And the Google ads at the bottom of this one...
Ha, 4 out of 5:
Pretty Women from Russia
Date Sexy Russian Women
Ukrainian Women
Beautiful Russian Ladies
The 5 one, lonely IT angle of the ad world, was:
Domain name value
Russia yesterday acquired the Cyrillic top-level domain .рф, as reps from the Internet Corporation for Assigned Names and Numbers (ICANN) handed over the corresponding administration certificate at an internet forum in Moscow. This went down extremely well with Dmitry Medvedev, according to Pravda. The president told the " …
...the problem is, while I'm all for countries with non-Latin having TLDs in their own language (I'm surprised the Chinese weren't first here), the problem with this politician's statement is how will they become an IT superpower when much of the rest of the world will not have a clue how to access these domains?
I'm using a British eeePC 901. I have four options:
1. Follow a link somebody has already created.
2. Cut'n'paste it
3. Play around with Character Map to find the relevant squiggles - may be feasible with Russian and Greek, but try it with Kanji/Chinese where there's at least a thousand things that look alike.
4. Give up.
Instead of relying on Google for a translation you could just try pasting президент.рф into your browser's URL field and see that it's in fact the correct name of the domain.
1. It's a voiced s, "з", not a voiceless s, "с". Google gives you the anglo-saxon phonetic equivalent, "prezident", while the Reg article gives the translation of the word, "president".
2. Never rely on automatic translation unless you have a clue about the original language as well as the target language.

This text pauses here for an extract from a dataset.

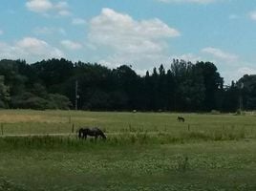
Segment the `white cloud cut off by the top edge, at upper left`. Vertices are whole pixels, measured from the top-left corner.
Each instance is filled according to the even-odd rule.
[[[56,13],[60,16],[70,15],[69,5],[65,1],[53,3],[51,0],[28,0],[26,7],[30,11],[42,13],[48,15],[50,13]]]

If you want to go to hsbc.co.uk, adopt the following technique:
Place cursor in cleared address bar, press keys on your keyboard labelled
H, S, B, C, ., C, O,.,U, and K, in that order, successively. Now press the bigger one on the right, often labelled with a left-pointing arrow, and known as the return key for obscure historical reasons which are unlikely to become clear again any time soon.
Log in with confidence.
президент.рф is all very well, but are new versions of browsers going to take aliases for protocol names, so you don't have to write a mixed-script http://президент.рф/ but can write хттп://президент.рф/ (or even translate "HyperText Transport Protocol" into Russian (Google Translate says "Гипертекстовый транспортный протокол" / Gipertekstoviy Transportniy Protokol) and take the inititals of that)?
And if you start typing in Mongol Bichig, does the URL bar re-orient itself for vertical scripts? Enquiring minds want to know.
Nah. Adobe's people will blog about Russia deliberately b0rking the web to fuck it up for everyone else. This'll be immediately followed by Adobe's department of cockup limitation taking full-page ads everywhere saying how they loooooove Cyrillic so much that they want to have its babies and offering a free blowjob with every copy of CS5 sold^H^H^H^Hpirated in Russia.